My parents often tell the story of the day they departed for a northbound trip out of town. They were all set, car packed, hit the road – and realized they forgot their jackets. They turned home, got them and returned to the road to find a deadly collision, involving cars and trucks flipped over the highway median. Had they not forgotten their jackets, who knows how badly their trip may have gone.
Back to houses. Truth: it was never yours. It’s not meant to be. You might not ever know what could have happened, or you might be able to pinpoint the reason.
I like to do the juvenile relationship thing and name all the things I never liked about the (newly ex-) boyfriend in the first place. His brother was rude, his haircut was stupid, how could I have even fallen for him in the first place?
Or, in house talk: the location wasn’t that great, it needed a new basement bathroom, those underground oil tanks are gonna leak someday, blah blah blah.
There’s a positive in here somewhere. If your house offer is rejected, what to do next might involve finding the positive!
Regroup and reassess.
Actors are familiar with this one – you have a failed audition for something HUGE, or you attended 3 callbacks and still didn’t book, or you tune in to your primetime debut only to find your big scene with Mariska landed on the cutting room floor. And then, that very day, you have another audition to tackle.

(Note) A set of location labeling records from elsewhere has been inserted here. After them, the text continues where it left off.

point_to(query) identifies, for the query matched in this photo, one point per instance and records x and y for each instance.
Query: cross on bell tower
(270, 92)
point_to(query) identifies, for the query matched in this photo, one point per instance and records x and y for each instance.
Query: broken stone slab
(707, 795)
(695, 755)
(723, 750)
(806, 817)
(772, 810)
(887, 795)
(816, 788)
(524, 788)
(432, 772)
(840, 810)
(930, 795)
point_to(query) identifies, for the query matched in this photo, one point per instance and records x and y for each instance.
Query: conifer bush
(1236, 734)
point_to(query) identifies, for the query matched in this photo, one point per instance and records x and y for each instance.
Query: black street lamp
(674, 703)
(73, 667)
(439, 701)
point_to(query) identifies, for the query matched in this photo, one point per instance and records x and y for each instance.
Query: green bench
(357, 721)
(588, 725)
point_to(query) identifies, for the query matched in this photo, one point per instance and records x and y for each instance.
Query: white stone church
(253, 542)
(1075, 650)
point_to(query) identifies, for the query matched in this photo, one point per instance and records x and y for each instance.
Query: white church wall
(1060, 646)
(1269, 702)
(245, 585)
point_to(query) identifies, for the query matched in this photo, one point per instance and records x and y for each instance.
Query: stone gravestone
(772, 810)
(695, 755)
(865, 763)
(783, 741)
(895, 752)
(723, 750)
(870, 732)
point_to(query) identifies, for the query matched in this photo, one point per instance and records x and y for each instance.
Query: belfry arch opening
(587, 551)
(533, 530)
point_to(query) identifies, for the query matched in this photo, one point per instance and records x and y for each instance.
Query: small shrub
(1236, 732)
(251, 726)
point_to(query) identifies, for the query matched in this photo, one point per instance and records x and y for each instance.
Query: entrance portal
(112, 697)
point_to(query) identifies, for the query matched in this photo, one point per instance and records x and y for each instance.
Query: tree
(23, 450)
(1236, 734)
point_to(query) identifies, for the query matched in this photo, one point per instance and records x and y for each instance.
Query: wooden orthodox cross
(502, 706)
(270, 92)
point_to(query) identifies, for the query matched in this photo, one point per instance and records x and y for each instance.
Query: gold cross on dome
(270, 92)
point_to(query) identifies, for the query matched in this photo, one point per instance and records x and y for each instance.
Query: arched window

Your confidence shatters, you concede that Auntie Petunia was right all along and you’d have been better off as an accountant, and you approach your next opportunity with your head down and shoulders slumped.

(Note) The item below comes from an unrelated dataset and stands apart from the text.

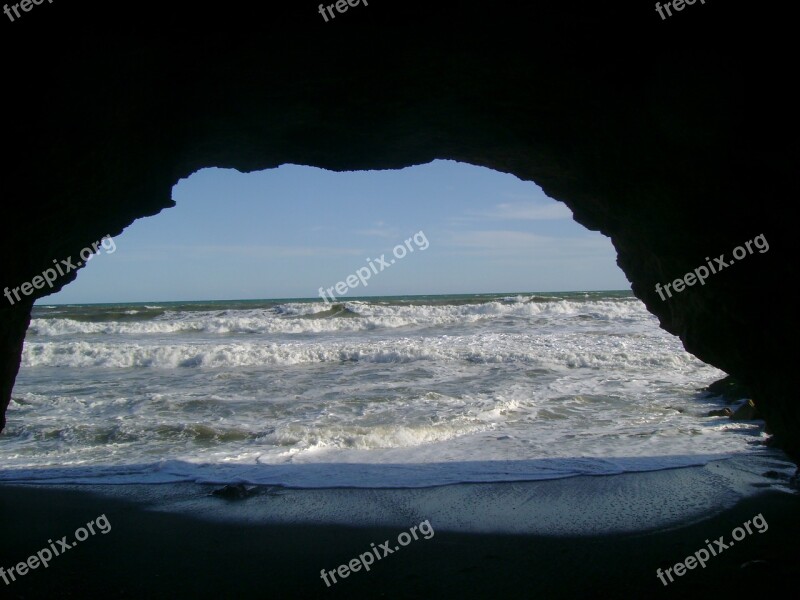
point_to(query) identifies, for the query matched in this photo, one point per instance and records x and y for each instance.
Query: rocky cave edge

It’s so easy to dejectedly carry on as if your past results will indicate your future successes.
THEY WON’T! Not necessarily. Not if you do something about it.

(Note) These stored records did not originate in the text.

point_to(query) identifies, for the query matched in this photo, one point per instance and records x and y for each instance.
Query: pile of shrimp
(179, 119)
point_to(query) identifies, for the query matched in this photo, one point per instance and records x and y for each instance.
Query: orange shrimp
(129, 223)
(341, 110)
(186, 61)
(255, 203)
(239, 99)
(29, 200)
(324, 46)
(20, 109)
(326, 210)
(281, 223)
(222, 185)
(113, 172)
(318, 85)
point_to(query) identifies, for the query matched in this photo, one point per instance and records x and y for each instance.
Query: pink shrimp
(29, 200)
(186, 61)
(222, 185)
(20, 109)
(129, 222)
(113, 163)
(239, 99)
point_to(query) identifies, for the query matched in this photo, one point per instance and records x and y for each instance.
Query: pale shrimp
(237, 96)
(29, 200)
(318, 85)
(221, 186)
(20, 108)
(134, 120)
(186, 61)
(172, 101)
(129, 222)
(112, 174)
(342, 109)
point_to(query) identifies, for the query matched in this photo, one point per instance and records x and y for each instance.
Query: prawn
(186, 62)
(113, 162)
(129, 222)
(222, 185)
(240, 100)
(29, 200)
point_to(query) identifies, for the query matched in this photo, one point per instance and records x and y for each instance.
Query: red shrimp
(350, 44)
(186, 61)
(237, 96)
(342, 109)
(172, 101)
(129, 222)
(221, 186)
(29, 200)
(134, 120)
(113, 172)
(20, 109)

House talk: Regroup. Reassess from your last bidding process. Did you bid too low? Do you need a new realtor? Was your negotiation unreasonable? Basically, give yourself a debrief: what worked and what didn’t?
Learn from it, become wiser and better, archive it, and…
The best part about a rejected bid – or breakup, in my exhausted analogy – is that you’re now free to find the house which is right for you. After a rough break-up, my bestie told me, “Today is the best day of someone else’s life because now he can date you.”
House talk: It may suck that you lost the house you wanted, but now you’re free to find the house that is yours!
You must believe that there is another house out there. And, even more importantly – that “other one out there” is yours, just waiting for you to come scoop it up and love it.
“There’s a lid for every pot.” Sometimes they’re all organized in the wrong cabinets but eventually you’ll find each other, amiright?
Your house is waiting for you.
Even if your house offer is rejected, here’s what’s next: believe the right one is out there and go after it.
All summed up, I agree – it sucks when you don’t get what you want. Plain and simple. But with a few tactics to regroup, you can get on your way to house buying success!
What about you – if your house offer was rejected, what did you do next?